← Back to context

Comment by onion2k

16 hours ago

Putting too much trust in an agent is definitely a problem, but I have to admit I've written about a dozen little apps in the past year without bothering to look at the code and they've all worked really well. They're all just toys and utilities I've needed and I've not put them into a production system, but I would if I had to.

Agents are getting really good, and if you're used to planning and designing up front you can get a ton of value from them. The main problem with them that I see today is people having that level of trust without giving the agent the context necessary to do a good job. Accepting a zero-shotted service to do something important into your production codebase is still a step too far, but it's an increasingly small step.

>> Putting too much trust in an agent is definitely a problem, but I have to admit I've written about a dozen little apps in the past year without bothering to look at the code and they've all worked really well. They're all just toys and utilities I've needed and I've not put them into a production system, but I would if I had to.

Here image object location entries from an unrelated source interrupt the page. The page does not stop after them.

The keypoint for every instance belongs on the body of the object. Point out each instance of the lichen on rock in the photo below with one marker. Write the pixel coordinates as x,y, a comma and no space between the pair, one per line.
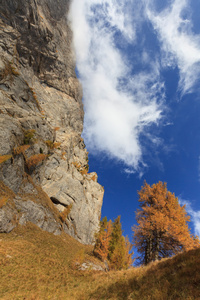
41,106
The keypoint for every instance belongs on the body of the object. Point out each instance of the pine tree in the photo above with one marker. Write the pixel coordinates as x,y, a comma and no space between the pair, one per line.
162,228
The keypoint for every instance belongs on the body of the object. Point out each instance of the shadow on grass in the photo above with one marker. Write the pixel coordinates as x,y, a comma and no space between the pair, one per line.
175,278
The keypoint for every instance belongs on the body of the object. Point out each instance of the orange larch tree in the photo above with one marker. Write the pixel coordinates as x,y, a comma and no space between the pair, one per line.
101,248
162,229
111,246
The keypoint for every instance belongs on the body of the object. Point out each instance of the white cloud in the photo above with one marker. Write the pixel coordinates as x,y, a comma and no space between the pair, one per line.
180,46
195,215
118,107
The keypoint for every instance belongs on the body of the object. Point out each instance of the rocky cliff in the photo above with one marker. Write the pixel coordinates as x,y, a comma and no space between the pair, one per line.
44,175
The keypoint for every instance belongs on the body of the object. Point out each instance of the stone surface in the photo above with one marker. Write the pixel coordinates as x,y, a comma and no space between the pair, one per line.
41,121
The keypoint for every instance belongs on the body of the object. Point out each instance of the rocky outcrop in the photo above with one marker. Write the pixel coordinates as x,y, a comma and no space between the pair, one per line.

I have been doing this to, and I've forgotten half of them. For me the point is that this usage scenario is really good, but it also has no added value to it, really. The moment Claude Code raises it prices 2x this won't be viable anymore, and at the same time to scale this to enterprise software production levels you need to spend on an agent probably as much as hiring two SWEs, given that you need at least one to coordinate the agents.

  • Deepseek v3.2 tokens are $0.26/0.38 on OpenRouter. That model - released 4 months ago - isn't really good enough by today's standards, but its significantly stronger than Opus 4.1, which was only released last August! In 12 months I think its reasonable to expect there will be a model with less cost than that which is significantly stronger than anything available now.

    And no, it isn't ONLY because VC capital is being burned to subsidize cost. That is impossible for the dozen smaller providers offering service at that cost on OpenRouter who have to compete with each other for every request and also have to pay compute bills.

    Qwen3.5-9B is stronger than GPT-4o and it runs on my laptop. That isn't just benchmarks either. Models are getting smaller, cheaper and better at the same time and this is going to continue.

  • I think Claude could raise it's prices 100x and people would still use it. It'd just shift to being an enterprise-only option and companies would actually start to measure the value instead of being "Whee, AI is awesome! We're definitely going really fast now!"

    • 100x? You think people would pay $20k per month for Claude Code?

      Codex is as good (or very nearly) as Claude code. Open source models continue to improve. The open source harnesses will also continue to improve. Anthropic is good, but it has no moat. No way could they 100x their prices.